VICE : Bonjour Marc, vous êtes devenu cheminot à vingt ans, comment ça s'est passé ?
Marc : Par hasard. Je ne savais pas vraiment quoi faire quand j'avais 20 ans. Un ami s'était inscrit à un concours SNCF, et j'ai fait de même. J'ai eu la chance d'être pris – lui non, car il n'avait pas le bac. Ensuite, j'ai passé les examens et je suis devenu agent d'entretien. En gros, je suis un ouvrier chargé de l'entretien des voies ferrées. Depuis combien de temps êtes-vous dans le métier ?
J'ai été commissionné au 1er janvier 1981. Ça fait un peu plus de 36 ans maintenant. Ça commence à faire long, surtout pour mon dos ! Vous pouvez me raconter une journée type ?

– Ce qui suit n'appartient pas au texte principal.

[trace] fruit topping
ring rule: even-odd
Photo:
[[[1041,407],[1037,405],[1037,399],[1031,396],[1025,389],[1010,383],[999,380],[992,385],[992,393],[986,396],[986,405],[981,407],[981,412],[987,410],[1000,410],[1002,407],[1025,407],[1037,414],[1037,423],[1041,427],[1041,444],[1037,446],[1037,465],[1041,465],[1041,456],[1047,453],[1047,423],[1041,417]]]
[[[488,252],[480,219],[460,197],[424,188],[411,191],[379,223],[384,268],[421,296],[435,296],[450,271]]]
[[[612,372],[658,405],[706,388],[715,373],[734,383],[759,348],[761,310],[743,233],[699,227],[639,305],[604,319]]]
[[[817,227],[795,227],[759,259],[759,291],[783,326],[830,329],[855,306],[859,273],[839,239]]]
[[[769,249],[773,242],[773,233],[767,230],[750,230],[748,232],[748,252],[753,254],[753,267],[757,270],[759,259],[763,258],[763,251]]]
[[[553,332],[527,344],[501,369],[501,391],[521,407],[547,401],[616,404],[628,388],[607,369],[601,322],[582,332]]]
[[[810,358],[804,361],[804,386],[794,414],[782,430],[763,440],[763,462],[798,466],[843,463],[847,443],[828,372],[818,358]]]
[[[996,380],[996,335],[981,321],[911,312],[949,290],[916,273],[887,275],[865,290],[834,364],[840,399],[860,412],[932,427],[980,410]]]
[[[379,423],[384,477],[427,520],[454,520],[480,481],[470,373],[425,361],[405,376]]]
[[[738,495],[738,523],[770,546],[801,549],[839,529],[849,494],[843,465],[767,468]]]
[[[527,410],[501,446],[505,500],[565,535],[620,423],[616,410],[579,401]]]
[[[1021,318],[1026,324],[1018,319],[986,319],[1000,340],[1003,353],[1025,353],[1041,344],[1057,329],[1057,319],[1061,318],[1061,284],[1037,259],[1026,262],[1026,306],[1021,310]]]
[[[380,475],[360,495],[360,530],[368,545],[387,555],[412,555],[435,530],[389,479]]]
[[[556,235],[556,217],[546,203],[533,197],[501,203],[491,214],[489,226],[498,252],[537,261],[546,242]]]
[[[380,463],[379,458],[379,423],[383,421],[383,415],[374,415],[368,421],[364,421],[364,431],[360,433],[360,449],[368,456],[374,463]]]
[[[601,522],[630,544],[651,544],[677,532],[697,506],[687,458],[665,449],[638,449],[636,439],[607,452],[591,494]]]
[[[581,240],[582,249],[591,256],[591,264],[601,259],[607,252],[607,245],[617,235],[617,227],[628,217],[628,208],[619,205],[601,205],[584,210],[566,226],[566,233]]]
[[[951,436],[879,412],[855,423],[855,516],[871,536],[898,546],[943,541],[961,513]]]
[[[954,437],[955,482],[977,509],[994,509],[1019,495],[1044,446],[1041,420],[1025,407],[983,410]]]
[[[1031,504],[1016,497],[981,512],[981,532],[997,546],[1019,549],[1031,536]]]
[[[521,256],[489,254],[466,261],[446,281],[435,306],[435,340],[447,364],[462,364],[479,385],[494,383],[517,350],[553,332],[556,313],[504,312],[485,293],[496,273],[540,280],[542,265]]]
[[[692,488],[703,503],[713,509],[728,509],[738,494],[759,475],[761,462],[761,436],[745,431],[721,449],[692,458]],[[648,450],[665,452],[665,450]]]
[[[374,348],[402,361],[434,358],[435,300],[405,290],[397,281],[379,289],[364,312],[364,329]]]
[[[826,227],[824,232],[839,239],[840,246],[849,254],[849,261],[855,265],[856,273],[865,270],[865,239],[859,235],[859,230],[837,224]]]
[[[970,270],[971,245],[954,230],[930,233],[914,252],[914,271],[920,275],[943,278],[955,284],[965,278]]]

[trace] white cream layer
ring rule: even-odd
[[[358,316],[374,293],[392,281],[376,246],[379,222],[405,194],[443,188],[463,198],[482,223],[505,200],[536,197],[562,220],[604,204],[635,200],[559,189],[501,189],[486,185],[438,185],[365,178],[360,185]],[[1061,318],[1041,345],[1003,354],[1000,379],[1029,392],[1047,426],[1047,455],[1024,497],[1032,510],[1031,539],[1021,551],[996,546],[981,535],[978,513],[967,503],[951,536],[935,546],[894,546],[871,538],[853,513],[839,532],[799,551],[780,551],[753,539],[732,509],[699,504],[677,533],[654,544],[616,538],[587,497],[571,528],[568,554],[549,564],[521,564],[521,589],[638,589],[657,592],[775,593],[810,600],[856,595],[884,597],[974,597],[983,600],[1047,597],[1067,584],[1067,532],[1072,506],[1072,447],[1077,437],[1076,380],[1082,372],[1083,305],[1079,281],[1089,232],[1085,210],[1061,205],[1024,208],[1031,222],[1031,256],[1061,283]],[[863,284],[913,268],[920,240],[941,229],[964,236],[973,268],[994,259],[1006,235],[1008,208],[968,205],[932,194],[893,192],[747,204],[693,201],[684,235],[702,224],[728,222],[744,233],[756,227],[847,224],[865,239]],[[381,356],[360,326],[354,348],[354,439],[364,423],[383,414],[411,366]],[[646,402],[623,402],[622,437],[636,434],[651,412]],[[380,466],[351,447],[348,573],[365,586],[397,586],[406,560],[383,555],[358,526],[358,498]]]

Mon métier consiste à surveiller et entretenir les voies ferrées – alors mon quotidien, c'est les rails, les rails et encore les rails. En ce moment, comme tous les débuts d'année, nous faisons des tournées à pied pour vérifier la conformité des voies. Je vérifie les profils de ballast, j'étudie l'état des rails et je relève les défauts de nivellement. Je marche le long des voies ferrées, surveillé par un agent qui m'annonce les circulations ferroviaires. Aujourd'hui, par exemple, j'ai dû remplacer une éclisse [un morceau de métal qui relie deux rails], cette pièce étant fissurée. Si on ne le fait pas, à la longue, un train pourrait dérailler.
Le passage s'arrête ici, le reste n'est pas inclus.